Modern SIEM Architecture Explained: Decoupled and Lakehouse-Native for AI-driven SecOps

Why ‘just collect the logs’ quietly broke, and what a lakehouse-native pipeline does differently

It’s 2 AM.

You are chasing a lateral-movement alert that finally starts to make sense.

The account activity lines up. The host sequence lines up. The timeline is ugly, but it is beginning to tell a story.

So you go to pull the authentication logs that started it.

They are gone.

Aged out at 90 days.

The part of the incident you needed most disappeared a month before you got the chance to read it.

That is the moment the real problem becomes obvious.

The detection did not fail. The retention did.

And even retention is not the root issue. It is just the place where the architecture finally exposes itself.

Most security teams have quietly accepted a bad trade: collect less, keep less, and see less, so the SIEM bill does not keep growing.

We call it optimization. We call it noise reduction. We call it cost control.

But in practice, we have normalized blinding ourselves to stay within budget.

That is not a discount. It is not efficiency. It is a visibility tax built into the way most SIEMs are designed.

When ingestion, storage, and detection are tightly welded together, every new log source becomes a financial decision. Every additional GB has to justify itself. Every noisy source becomes a candidate for filtering, sampling, dropping, or shorter retention.

Over time, the question changes.

It stops being: “What do we need to see?”

It becomes: “What can we afford to keep?”

That is where SIEM architecture starts shaping security outcomes.

Because a blind spot is rarely just missing data. It is a missing correlation. One authentication event gone. One endpoint signal unparsed. One cloud log dropped because it was too expensive. And suddenly the attack path never connects.

The events existed. The story existed. The system just was not allowed to keep enough of it.

This piece is about that architecture.

Specifically, what changes when a SIEM stops being only a place where logs are collected, and starts becoming a system that collects, parses, normalizes, filters, enriches, routes, stores cheaply, and correlates events while they are still moving.

All on one foundation the security team actually owns.

Because the future of SIEM is not just better detection logic.

It is better control over the data pipeline that makes detection possible.

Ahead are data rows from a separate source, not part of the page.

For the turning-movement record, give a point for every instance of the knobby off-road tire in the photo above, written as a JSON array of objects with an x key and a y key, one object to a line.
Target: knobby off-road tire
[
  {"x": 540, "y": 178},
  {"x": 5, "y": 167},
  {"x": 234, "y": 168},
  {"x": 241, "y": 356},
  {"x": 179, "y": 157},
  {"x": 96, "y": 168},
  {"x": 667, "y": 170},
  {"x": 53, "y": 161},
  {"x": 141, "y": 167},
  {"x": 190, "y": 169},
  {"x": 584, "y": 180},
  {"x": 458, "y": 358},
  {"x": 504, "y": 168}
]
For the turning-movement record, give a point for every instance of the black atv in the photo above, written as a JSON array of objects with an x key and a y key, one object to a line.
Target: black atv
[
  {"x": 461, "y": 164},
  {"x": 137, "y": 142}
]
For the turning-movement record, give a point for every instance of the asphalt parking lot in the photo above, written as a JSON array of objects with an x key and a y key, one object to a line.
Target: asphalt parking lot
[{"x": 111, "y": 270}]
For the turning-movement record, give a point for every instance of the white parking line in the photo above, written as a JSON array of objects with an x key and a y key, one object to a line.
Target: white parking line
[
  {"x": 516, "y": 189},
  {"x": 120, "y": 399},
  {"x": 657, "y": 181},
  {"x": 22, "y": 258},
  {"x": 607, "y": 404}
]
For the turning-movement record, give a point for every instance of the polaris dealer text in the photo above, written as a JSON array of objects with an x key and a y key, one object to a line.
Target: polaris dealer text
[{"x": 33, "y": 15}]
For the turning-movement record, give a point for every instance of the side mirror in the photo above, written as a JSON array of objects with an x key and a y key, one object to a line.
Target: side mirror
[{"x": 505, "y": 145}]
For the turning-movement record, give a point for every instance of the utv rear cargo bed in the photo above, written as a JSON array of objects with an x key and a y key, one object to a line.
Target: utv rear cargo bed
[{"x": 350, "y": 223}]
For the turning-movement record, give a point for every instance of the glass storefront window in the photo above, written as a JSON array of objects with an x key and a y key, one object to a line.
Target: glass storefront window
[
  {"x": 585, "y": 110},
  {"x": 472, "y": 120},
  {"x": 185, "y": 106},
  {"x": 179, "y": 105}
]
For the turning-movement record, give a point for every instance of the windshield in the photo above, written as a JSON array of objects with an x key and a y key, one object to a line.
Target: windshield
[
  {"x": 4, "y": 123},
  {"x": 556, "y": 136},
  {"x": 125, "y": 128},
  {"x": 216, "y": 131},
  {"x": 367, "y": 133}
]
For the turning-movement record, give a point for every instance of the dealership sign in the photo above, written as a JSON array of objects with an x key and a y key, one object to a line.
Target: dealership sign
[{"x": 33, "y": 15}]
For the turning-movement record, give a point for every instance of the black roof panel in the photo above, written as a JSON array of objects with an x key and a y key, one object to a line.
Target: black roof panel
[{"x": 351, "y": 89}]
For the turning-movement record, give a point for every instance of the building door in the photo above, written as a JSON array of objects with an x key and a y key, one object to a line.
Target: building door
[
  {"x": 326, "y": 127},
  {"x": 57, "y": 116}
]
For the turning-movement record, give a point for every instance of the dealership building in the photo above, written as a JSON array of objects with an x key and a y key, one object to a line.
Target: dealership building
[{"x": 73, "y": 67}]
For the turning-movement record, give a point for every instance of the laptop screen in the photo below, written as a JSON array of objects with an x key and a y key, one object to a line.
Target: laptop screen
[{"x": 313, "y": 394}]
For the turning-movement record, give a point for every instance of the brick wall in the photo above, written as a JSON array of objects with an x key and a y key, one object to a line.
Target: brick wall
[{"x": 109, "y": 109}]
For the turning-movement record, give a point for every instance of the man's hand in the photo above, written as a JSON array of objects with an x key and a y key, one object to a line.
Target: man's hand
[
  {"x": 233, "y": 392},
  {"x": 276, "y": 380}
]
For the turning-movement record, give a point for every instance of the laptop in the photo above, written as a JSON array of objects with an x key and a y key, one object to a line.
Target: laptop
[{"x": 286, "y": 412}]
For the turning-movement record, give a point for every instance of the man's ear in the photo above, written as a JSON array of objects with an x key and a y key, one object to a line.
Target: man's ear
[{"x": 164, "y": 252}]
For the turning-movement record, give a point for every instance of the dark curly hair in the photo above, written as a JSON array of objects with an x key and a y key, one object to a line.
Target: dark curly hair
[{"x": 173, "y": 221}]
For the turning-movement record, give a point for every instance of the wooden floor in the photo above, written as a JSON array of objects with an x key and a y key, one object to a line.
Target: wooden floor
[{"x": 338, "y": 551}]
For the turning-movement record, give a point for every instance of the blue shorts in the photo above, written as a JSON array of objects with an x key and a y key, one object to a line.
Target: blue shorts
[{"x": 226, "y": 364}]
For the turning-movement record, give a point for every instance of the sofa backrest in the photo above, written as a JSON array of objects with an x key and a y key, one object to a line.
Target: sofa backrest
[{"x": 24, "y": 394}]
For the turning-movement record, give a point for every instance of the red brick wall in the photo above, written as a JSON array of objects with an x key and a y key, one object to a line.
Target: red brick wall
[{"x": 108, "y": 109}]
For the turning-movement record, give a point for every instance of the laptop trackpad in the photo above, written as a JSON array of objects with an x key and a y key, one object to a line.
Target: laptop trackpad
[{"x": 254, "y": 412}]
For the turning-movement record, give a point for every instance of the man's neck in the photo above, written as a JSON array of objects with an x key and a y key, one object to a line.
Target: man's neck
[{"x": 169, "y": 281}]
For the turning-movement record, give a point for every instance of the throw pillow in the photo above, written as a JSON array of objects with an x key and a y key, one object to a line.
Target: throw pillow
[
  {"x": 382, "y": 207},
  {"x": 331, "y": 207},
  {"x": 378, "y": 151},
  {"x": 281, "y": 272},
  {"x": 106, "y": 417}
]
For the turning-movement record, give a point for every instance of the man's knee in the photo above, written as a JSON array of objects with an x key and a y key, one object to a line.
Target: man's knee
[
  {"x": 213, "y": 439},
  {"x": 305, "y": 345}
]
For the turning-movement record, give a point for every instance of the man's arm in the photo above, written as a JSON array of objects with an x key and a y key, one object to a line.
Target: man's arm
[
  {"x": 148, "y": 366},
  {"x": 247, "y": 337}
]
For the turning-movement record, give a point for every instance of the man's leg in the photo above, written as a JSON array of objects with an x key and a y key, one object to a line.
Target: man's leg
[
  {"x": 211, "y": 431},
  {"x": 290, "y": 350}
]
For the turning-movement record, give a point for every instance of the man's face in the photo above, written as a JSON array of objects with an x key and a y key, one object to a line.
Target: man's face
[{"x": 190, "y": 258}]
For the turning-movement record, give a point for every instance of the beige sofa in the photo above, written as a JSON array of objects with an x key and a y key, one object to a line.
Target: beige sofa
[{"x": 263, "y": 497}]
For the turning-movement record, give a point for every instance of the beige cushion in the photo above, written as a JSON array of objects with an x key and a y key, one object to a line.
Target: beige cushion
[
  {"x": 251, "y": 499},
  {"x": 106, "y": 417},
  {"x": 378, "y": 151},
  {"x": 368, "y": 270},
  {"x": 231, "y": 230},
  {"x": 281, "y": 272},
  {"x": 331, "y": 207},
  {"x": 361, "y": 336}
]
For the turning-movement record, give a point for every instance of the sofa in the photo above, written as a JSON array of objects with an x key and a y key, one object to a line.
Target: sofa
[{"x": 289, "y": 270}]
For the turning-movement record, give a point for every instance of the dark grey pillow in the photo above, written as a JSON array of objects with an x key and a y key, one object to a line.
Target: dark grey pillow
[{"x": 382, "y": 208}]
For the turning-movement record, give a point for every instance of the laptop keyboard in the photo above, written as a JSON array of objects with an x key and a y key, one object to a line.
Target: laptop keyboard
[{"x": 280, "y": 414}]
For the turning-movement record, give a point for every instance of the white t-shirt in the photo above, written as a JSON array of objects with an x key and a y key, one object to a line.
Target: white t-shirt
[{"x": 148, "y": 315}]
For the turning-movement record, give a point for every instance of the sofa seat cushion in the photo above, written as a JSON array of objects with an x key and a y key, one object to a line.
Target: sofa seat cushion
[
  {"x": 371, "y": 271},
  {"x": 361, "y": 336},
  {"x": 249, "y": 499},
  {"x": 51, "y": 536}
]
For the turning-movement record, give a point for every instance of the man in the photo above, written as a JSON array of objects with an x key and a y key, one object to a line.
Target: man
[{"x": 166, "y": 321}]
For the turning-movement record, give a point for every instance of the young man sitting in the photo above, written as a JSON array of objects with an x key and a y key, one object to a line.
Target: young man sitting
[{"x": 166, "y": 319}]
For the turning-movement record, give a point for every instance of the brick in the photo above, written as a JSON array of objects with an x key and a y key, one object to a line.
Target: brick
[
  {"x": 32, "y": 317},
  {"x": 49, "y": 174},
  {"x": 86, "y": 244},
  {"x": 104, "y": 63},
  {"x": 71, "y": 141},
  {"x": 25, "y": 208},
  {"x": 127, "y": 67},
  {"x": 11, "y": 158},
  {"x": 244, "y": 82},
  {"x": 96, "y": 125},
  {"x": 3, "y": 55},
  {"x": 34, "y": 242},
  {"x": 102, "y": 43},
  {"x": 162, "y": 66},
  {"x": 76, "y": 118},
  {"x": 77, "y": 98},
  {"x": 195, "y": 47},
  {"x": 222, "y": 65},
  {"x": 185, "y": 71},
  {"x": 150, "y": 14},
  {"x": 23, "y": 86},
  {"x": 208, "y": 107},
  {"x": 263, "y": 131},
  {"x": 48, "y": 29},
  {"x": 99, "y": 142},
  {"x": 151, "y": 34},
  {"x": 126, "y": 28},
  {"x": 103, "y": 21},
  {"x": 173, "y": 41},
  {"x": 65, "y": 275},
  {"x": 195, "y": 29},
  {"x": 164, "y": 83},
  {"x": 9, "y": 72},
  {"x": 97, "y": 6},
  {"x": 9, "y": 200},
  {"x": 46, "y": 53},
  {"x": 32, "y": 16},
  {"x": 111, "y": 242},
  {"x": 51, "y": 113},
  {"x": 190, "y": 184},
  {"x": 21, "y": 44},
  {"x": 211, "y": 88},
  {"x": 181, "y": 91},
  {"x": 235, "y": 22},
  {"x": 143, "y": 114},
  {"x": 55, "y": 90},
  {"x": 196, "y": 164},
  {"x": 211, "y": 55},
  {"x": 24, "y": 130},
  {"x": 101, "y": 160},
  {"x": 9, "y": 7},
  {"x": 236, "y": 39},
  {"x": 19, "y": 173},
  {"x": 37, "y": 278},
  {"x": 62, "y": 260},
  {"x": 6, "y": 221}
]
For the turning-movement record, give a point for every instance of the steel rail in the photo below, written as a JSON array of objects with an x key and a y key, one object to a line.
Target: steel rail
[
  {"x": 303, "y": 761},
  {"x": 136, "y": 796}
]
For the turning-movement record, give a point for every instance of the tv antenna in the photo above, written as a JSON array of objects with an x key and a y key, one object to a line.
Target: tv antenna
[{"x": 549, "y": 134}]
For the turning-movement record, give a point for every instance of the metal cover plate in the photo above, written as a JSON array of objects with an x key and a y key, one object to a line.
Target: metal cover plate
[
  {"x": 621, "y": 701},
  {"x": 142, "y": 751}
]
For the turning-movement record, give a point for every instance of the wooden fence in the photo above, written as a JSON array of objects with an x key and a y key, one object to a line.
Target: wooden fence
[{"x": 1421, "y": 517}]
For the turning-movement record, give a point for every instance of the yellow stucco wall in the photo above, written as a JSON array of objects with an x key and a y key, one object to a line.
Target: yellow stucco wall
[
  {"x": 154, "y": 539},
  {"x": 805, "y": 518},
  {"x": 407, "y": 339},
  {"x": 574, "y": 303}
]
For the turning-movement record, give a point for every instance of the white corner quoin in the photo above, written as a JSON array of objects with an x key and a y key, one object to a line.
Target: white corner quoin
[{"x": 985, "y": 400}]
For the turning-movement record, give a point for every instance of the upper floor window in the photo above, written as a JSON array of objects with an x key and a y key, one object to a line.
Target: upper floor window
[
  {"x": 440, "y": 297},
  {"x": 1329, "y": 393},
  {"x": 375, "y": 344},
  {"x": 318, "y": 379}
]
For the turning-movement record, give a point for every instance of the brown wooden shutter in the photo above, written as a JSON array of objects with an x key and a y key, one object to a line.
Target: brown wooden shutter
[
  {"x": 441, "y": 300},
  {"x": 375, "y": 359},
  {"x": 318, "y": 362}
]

Key takeaways - Per-GB pricing turns logs into liabilities. When ingestion, storage, and analytics are welded together, every new source taxes all three, so teams drop data to control spend. - A blind spot is a missing correlation. When the right logs are absent or unparsed, the events that would connect into an attack never link up. SIEMs turn only about 22% of the ATT&CK techniques their data could cover into working detections (CardinalOps, 2025). - Collecting was never the hard part. Standardizing is. Normalizing every event to one open schema is what makes detections, dashboards, and hunts work across every source. - A lakehouse-native architecture decouples cost from value. Keep everything, store it cheaply and searchably for years, and correlate it as it arrives, without a per-GB toll booth. - Owning the stack ends the lock-in. One open schema and your own unified data lake give you the freedom to deploy on-premises, in your cloud, or as SaaS—the choice is yours, not the vendor's.

The tax you’ve already agreed to pay

Most SIEM bills are tied to one number: how many gigabytes you send in. That single pricing decision quietly reshapes your entire security program. Every firewall you add, every cloud account that grows, every chatty endpoint becomes a line item, so teams do the rational thing and send less.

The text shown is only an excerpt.